File Servers
Lesson 4


By Sai Kurada
August 31, 2023
ReFS, or Resilient File System, is a file system developed by Microsoft for use in Windows operating systems. It is designed to provide enhanced reliability, scalability, and performance for managing large amounts of data.
Goals of ReFS:

· Resilience: ReFS is designed to be highly resilient to data corruption and to provide mechanisms for detecting and repairing issues.
· Scalability: It is optimized for handling large amounts of data and very large volumes.
· Data Integrity: ReFS employs various techniques to maintain data integrity and to prevent common forms of data corruption.
· Compatibility: It can be used alongside NTFS (the more established file system for Windows) and supports a wide range of features and APIs.

Key Features:

· Integrity Streams: ReFS uses checksums to verify data integrity. This means that it can detect when data is corrupted and, if a redundant copy is available, can automatically correct it.
· Data Scrubbing: ReFS periodically reads all the data on the volume and verifies its integrity. If any issues are detected, it attempts to correct them.
· Sparse File Support: ReFS can efficiently handle large files with significant amounts of empty space. This is useful for scenarios like virtual machine storage.
· Efficient Copy on Write: ReFS uses a copy-on-write approach, which means that when a file is modified, the original data is preserved until the new data is successfully written.
· Resilient to Power Failures: ReFS is designed to handle power failures and other types of system crashes without compromising data integrity.
· Scalability: It supports extremely large file sizes and volumes, which is important for enterprise-level storage needs.
· No Need for Chkdsk: ReFS does not require regular CHKDSK (Check Disk) scans like NTFS does. CHKDSK is a utility in Windows that checks and repairs file system errors.

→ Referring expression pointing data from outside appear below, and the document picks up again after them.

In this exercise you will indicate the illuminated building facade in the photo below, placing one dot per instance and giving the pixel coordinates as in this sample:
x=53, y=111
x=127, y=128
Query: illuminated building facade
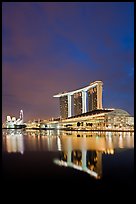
x=91, y=93
x=78, y=103
x=64, y=106
x=95, y=97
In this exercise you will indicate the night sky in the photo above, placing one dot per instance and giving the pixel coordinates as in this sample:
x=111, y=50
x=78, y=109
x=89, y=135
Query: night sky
x=49, y=48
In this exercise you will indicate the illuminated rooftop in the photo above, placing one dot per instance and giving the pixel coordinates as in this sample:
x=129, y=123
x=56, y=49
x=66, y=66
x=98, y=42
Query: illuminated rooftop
x=93, y=84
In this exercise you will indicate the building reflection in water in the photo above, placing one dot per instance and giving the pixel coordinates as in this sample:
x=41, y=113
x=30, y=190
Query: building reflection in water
x=79, y=150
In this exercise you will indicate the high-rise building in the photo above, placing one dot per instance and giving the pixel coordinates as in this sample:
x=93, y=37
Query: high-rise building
x=85, y=99
x=78, y=103
x=64, y=106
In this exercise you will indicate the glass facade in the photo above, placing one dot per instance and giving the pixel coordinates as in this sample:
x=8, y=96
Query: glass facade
x=78, y=103
x=92, y=99
x=64, y=106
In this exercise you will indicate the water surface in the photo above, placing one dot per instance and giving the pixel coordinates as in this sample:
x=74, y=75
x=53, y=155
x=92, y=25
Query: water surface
x=96, y=160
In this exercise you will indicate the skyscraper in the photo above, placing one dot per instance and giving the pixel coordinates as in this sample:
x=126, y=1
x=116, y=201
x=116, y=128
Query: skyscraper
x=64, y=106
x=78, y=103
x=85, y=99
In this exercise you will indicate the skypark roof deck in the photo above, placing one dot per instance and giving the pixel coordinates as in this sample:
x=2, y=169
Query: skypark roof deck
x=93, y=84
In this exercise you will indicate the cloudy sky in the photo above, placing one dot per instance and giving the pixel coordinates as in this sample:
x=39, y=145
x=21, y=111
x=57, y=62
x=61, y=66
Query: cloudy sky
x=49, y=48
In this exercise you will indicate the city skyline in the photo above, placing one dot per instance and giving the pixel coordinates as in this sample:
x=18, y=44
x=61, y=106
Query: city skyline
x=51, y=47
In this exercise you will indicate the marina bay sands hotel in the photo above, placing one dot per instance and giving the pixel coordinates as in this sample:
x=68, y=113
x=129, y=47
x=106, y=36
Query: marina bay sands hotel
x=81, y=100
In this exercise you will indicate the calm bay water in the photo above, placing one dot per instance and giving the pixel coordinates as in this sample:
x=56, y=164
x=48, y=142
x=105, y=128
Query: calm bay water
x=102, y=161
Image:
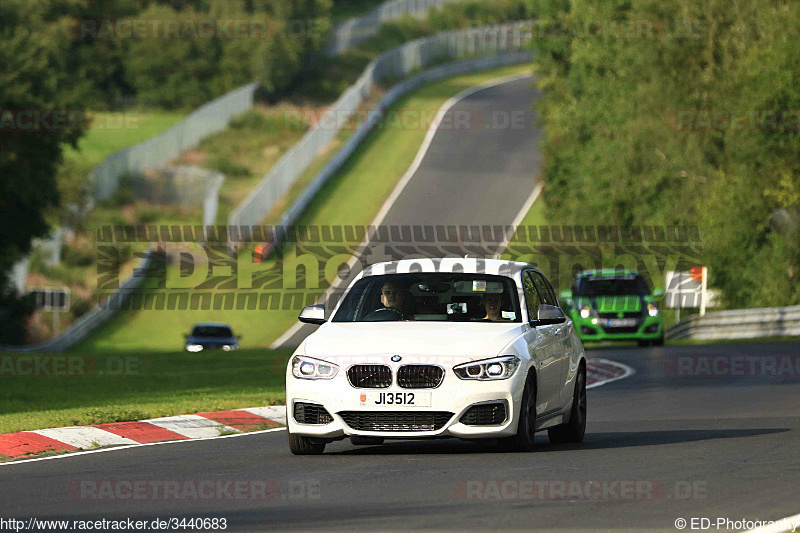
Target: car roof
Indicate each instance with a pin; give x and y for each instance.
(607, 272)
(466, 265)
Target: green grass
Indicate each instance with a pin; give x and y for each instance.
(111, 132)
(153, 384)
(246, 150)
(352, 197)
(352, 8)
(169, 381)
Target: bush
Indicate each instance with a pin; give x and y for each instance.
(77, 257)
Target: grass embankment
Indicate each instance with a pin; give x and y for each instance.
(352, 197)
(120, 386)
(170, 381)
(111, 132)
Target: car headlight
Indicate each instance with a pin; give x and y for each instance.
(488, 369)
(308, 368)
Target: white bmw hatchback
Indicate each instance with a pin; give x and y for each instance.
(431, 348)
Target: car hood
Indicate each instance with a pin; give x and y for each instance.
(458, 341)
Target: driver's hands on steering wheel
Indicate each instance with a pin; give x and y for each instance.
(385, 314)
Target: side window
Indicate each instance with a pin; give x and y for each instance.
(545, 292)
(532, 298)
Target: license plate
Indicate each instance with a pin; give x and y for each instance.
(388, 399)
(620, 322)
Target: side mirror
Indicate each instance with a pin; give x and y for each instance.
(547, 315)
(313, 314)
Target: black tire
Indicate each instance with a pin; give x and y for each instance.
(300, 445)
(574, 430)
(366, 441)
(526, 430)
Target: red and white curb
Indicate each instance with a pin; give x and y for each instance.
(602, 371)
(169, 428)
(201, 425)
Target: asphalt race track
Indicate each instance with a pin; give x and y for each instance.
(659, 446)
(663, 444)
(480, 169)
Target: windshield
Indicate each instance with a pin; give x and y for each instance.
(611, 286)
(212, 331)
(442, 297)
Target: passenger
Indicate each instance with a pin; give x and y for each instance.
(493, 303)
(392, 295)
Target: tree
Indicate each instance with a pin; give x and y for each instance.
(39, 113)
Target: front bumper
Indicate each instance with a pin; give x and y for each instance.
(647, 328)
(454, 396)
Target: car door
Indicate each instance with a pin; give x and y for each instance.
(544, 349)
(564, 334)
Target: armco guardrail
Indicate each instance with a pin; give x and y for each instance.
(397, 62)
(210, 118)
(739, 324)
(354, 30)
(88, 322)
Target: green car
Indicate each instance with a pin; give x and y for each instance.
(615, 305)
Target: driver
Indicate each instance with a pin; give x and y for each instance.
(392, 295)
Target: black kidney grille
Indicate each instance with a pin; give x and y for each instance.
(396, 420)
(488, 414)
(370, 376)
(419, 376)
(311, 413)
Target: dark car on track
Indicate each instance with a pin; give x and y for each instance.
(615, 305)
(211, 336)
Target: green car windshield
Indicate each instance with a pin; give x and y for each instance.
(611, 286)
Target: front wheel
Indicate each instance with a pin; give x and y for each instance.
(573, 430)
(526, 429)
(300, 445)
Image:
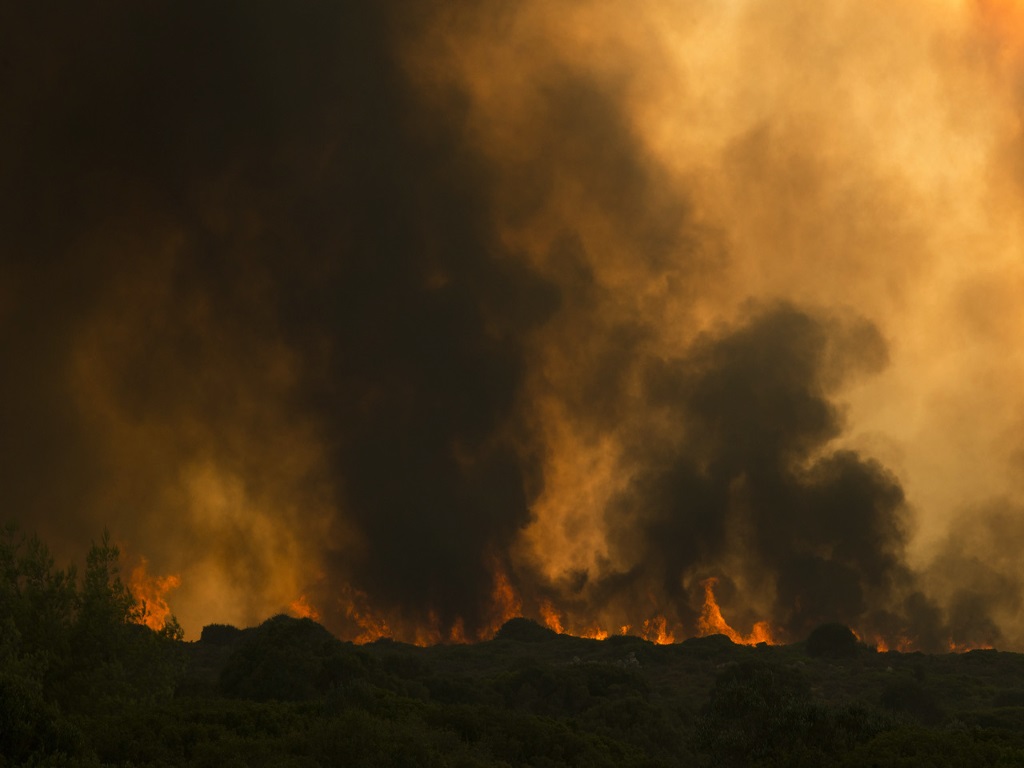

· Lack of Some NTFS Features: ReFS does not support all the features of NTFS, such as compression, file-level encryption (EFS), and disk quotas.
· Not Bootable: ReFS cannot be used as the boot partition on a system drive. It's primarily used for data volumes.
· Not Suitable for All Scenarios: While ReFS excels in scenarios where data integrity is of paramount importance, NTFS may still be the better choice for certain applications.

Use Cases:

· ReFS is well-suited for environments where data integrity is critical, such as in enterprise storage solutions, file servers, and backup systems.
· It is commonly used in conjunction with Storage Spaces, which is a technology in Windows Server for managing and virtualizing storage.
· ReFS is often used in scenarios where large amounts of data need to be stored reliably, such as in data centers and cloud environments.

ReFS is available in certain editions of Windows Server and Windows 10/11, but it's primarily targeted at enterprise environments due to its advanced features and scalability capabilities.